FASB to Lessen Complexity

FASB to Lessen Complexity

After getting some feedback from stakeholders, the Financial Accounting Standards Board (FASB) is going to make an effort to try and reduce the complex nature of financial statements.

As part of this effort, the first project will be to simply the way inventory is measured at lower of cost and net realizable value. As the accounting guidelines are now, a company should consider “net realizable value, replacement cost, and net realizable value less a normal profit margin when measuring inventory.”

The second project will be to eliminate the extraordinary items from the income statement. The current accounting guidelines state that “organizations to evaluate whether an event or transaction is an extraordinary item; and if it is an extraordinary item – to separately present and disclose the item.”

I can definitely understand the need to simply the inventory valuation. Inventory is often one of the largest, if not the largest, accounts on the balance sheet. Giving a company to much leeway in determining the value of their inventory could lead to some manipulation. However, sometimes there is not a surefire way to determine the value of an item. For example, an antique dealer may have paid a certain amount for an item, but the realizable value of that item is partially subjective. That’s a very specific example, but that does not take away from the fact that most companies have to use their own judgment in determining the value of their inventory. This move to narrow the inventory valuation methods down to two will ultimately benefit the investors by removing an additional element, normal profit margin, that is essentially just an estimate.
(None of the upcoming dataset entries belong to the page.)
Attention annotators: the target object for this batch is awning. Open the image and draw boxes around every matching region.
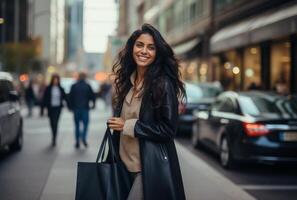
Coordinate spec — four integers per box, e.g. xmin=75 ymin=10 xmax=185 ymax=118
xmin=211 ymin=3 xmax=297 ymax=53
xmin=173 ymin=38 xmax=201 ymax=56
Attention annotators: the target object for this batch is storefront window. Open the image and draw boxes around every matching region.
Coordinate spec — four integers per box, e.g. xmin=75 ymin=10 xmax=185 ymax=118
xmin=271 ymin=41 xmax=291 ymax=94
xmin=221 ymin=50 xmax=242 ymax=90
xmin=180 ymin=59 xmax=199 ymax=82
xmin=198 ymin=62 xmax=208 ymax=82
xmin=211 ymin=56 xmax=221 ymax=82
xmin=244 ymin=46 xmax=261 ymax=90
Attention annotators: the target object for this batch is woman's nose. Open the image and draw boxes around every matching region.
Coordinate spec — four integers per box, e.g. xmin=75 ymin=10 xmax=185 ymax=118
xmin=141 ymin=47 xmax=148 ymax=54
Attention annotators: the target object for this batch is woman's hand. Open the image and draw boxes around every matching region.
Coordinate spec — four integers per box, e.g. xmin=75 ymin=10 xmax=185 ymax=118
xmin=108 ymin=117 xmax=125 ymax=131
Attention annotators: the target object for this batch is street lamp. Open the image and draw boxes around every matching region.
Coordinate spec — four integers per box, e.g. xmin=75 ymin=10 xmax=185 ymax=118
xmin=0 ymin=18 xmax=4 ymax=24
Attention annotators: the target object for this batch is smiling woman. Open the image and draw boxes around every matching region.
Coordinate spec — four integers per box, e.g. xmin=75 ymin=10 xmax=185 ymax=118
xmin=108 ymin=24 xmax=186 ymax=200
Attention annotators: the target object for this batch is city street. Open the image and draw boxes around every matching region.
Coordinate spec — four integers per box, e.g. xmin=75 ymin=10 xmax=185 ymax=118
xmin=0 ymin=100 xmax=256 ymax=200
xmin=1 ymin=0 xmax=297 ymax=199
xmin=0 ymin=101 xmax=296 ymax=200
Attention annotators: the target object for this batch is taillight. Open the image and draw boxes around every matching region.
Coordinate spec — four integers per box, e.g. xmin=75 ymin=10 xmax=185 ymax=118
xmin=243 ymin=122 xmax=270 ymax=137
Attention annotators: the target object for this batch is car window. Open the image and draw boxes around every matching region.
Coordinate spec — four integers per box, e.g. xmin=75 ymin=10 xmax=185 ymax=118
xmin=211 ymin=99 xmax=224 ymax=111
xmin=0 ymin=80 xmax=11 ymax=103
xmin=219 ymin=98 xmax=236 ymax=113
xmin=238 ymin=95 xmax=297 ymax=118
xmin=185 ymin=83 xmax=203 ymax=103
xmin=198 ymin=85 xmax=222 ymax=98
xmin=211 ymin=97 xmax=236 ymax=113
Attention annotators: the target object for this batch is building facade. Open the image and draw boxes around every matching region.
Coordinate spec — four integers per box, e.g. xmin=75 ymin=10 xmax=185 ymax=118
xmin=210 ymin=0 xmax=297 ymax=93
xmin=66 ymin=0 xmax=83 ymax=62
xmin=124 ymin=0 xmax=297 ymax=94
xmin=0 ymin=0 xmax=28 ymax=44
xmin=0 ymin=0 xmax=30 ymax=72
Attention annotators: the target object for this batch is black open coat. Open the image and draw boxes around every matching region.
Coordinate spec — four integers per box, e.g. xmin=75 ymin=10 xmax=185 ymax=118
xmin=42 ymin=85 xmax=67 ymax=109
xmin=112 ymin=78 xmax=186 ymax=200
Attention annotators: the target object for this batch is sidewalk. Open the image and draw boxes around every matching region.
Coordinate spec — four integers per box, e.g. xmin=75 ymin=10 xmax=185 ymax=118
xmin=39 ymin=101 xmax=255 ymax=200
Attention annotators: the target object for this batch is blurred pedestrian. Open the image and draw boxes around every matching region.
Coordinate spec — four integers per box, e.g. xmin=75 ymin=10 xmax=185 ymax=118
xmin=68 ymin=72 xmax=96 ymax=148
xmin=98 ymin=81 xmax=112 ymax=110
xmin=25 ymin=80 xmax=36 ymax=117
xmin=38 ymin=80 xmax=47 ymax=116
xmin=108 ymin=24 xmax=186 ymax=200
xmin=42 ymin=74 xmax=67 ymax=147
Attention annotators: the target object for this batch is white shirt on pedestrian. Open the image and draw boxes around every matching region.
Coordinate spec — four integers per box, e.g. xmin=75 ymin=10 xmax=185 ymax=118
xmin=51 ymin=86 xmax=61 ymax=107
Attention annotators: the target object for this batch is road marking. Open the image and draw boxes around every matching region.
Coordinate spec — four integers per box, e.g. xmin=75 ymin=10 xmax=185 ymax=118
xmin=240 ymin=185 xmax=297 ymax=190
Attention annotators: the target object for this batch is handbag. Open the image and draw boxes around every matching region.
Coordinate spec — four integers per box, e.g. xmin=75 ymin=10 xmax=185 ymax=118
xmin=75 ymin=126 xmax=132 ymax=200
The second project is a little more cloudy. Accountants spend a considerable amount of time trying to determine if an event is considered extraordinary in nature. FASB statement No. 145 offers guidance as to what should be considered an extraordinary item. The problem that I think the FASB is trying address is the difficulty accountants have in distinguishing between nonrecurring items and extraordinary items. Most of the accounting literature tends to lump the one-time items into a category and attempts to determine which one of those items is likely to occur again down the road. To distinguish between those two categories is important because one group can be listed above the bottom line (extraordinary items) and the other group can be listed below the bottom line, usually after taxes (nonrecurring items). While I’ve described to the accounting treatment of the above items, I haven’t given any clear examples of either, and that’s the point. Some accountants may consider an event as extraordinary and others might consider it nonrecurring. It seems as though the IFRS does not recognize the concept of extraordinary items for this very reason.